Thursday, May 12, 2005

So much for the good news... today we are back to crying in our milk.

They spotted us in the yard today, and, thusly secured, we set to work removing part of the wardrobe, ripping out part of the carpet, and removing the access cover over the turbo.

The first problem we discovered is that the back of the carpet was covered with soot -- a sign that 1. the access cover was not well sealed and 2. exhaust is finding its way upwards in the engine bay. Number 1 was not entirely unexpected, and number 2 may or may not represent a problem. The turbo needs to be rebuilt anyway, so I am not going to worry about whether the exhaust was coming from the turbo housing.

The much bigger issue is that, surprise, the other end of the air intake duct, the end that attaches to the turbo, was also disconnected. There is evidence of a band clamp, but the clamp itself is long gone, and the metal duct is completely pulled out from the rubber elbow.

While the air-cleaner end of the duct was unmistakably misattached at the shop (the band clamp could only have been tightened as much as it was with the duct not fully engaged), this end is more of a mystery. One of the pipes installed for the hydronic system is pressing hard against the intake duct, exerting pressure away from the elbow, and it's possible that, over time, vibration and this pressure worked the duct out of the elbow.

The bad news here, of course, is that we only thought we fixed the dirt ingestion problem when we re-attached the other end of the duct 2,000 miles ago. In fact, we have continued to run the coach with a wide-open air intake system right up until today. And it was simply impossible to know this without removing the aforementioned access cover.

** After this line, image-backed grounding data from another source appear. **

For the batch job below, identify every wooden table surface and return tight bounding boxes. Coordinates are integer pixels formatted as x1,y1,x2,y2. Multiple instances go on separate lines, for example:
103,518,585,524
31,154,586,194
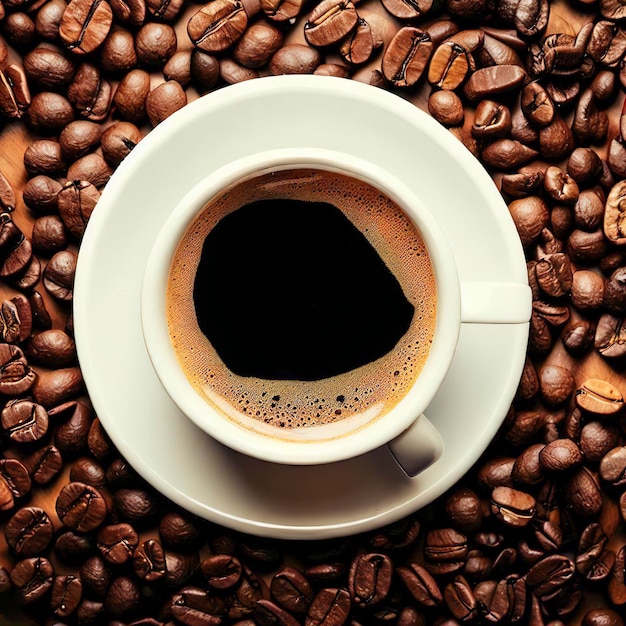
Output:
1,0,625,624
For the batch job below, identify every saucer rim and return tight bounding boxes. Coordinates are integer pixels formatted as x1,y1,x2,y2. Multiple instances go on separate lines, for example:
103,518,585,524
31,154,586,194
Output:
74,75,529,539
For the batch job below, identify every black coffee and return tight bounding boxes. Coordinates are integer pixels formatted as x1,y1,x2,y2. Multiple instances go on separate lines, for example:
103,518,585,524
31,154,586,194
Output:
167,168,436,434
193,198,414,381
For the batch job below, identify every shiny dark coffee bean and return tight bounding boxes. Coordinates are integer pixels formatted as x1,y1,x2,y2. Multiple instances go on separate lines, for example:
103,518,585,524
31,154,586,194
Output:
56,481,107,532
50,574,82,619
80,555,111,598
1,399,48,444
134,539,166,582
23,444,63,486
32,366,84,407
269,566,313,613
159,511,202,550
397,562,442,607
105,575,141,616
146,80,187,127
306,587,351,626
10,557,54,603
304,0,357,48
5,506,53,556
68,62,112,122
97,523,139,565
348,552,392,608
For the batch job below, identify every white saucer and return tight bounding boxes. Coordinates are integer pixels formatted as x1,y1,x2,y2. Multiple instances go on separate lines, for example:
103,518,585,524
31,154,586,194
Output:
74,76,529,540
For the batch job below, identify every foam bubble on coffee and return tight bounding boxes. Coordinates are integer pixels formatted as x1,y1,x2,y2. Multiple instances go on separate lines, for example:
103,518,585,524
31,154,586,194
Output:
166,168,436,438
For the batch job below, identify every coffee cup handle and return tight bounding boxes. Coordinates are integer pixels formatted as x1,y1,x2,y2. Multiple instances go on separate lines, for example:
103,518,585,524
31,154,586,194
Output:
461,282,532,323
387,414,444,477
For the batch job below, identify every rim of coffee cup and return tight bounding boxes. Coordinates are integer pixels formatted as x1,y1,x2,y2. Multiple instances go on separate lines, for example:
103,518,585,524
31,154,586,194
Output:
141,147,461,466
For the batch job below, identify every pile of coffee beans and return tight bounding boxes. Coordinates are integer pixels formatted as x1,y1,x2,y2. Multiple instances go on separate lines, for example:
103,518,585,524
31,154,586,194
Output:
1,0,626,624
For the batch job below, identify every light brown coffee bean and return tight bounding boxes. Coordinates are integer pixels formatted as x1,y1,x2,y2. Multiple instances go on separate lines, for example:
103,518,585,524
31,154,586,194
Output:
232,20,282,68
491,486,536,527
67,62,112,121
507,196,549,247
512,443,545,485
109,0,146,27
32,215,67,255
605,180,626,245
99,28,136,74
472,100,511,139
571,269,605,311
59,120,102,161
23,47,76,90
100,121,141,167
188,0,247,53
25,91,75,134
428,90,464,126
428,40,471,90
382,26,432,88
59,0,113,54
581,420,621,462
539,438,583,472
58,179,99,239
163,50,191,86
304,0,358,48
576,379,624,415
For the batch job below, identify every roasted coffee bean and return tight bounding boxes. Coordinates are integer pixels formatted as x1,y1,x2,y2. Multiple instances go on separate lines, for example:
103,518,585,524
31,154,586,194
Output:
306,587,351,626
145,80,187,127
22,175,63,214
0,458,32,510
23,47,76,90
56,481,107,532
538,364,575,406
526,554,574,599
170,586,225,624
535,253,572,298
1,399,49,443
609,545,626,605
97,523,139,565
146,0,182,21
424,528,468,574
600,446,626,486
382,27,432,88
2,12,36,51
110,0,146,26
573,89,609,146
22,443,63,485
576,378,624,415
464,65,526,101
25,91,75,134
338,17,375,66
188,0,247,52
348,552,392,607
565,466,603,517
501,169,544,199
157,510,201,551
24,139,66,176
539,115,575,161
428,90,464,127
58,179,99,238
0,64,30,119
521,80,554,128
70,457,106,487
5,507,53,557
35,0,67,41
512,443,544,485
605,180,626,245
567,147,604,186
581,420,620,462
88,417,113,459
232,20,283,68
255,598,300,626
314,63,350,77
100,27,136,74
53,400,93,453
68,62,112,121
472,100,511,139
26,329,76,367
428,40,471,90
397,562,442,607
56,531,93,565
0,170,15,214
113,68,150,121
269,43,322,75
588,20,626,68
114,487,159,524
507,196,549,247
164,550,199,588
444,487,483,532
219,58,259,83
567,228,608,265
544,167,578,205
517,356,538,401
260,0,305,23
0,294,31,344
582,608,625,626
132,538,166,582
50,574,82,618
482,138,538,171
491,486,536,527
199,553,241,591
574,189,604,231
135,21,176,68
539,438,582,472
80,555,111,598
594,314,626,359
43,249,77,302
443,575,477,621
10,557,54,603
163,50,192,86
67,152,112,188
32,215,68,255
304,0,358,48
189,49,220,94
60,0,113,54
105,575,141,615
379,0,435,20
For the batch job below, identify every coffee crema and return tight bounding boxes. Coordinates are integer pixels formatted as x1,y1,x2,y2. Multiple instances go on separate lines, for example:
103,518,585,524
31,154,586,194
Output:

So Armando, the shop supervisor (who has been out the last two days, and thus not privy to the aftercooler discussion I had with Virgil) takes one look at this, turns to Virgil and says "You know, Virgil, this engine is gonna be dirted out." So there you have it -- two independent expert opinions.

Even as I type, guys are dismantling the engine from two different directions. With any luck, the turbo will be out this afternoon, and maybe even the blower. Which is good, because I'd like to put the cover back on tonight, so we can release the cats from their current imprisonment in their carriers. Dirt ingestion is one thing; cat ingestion is a whole other matter.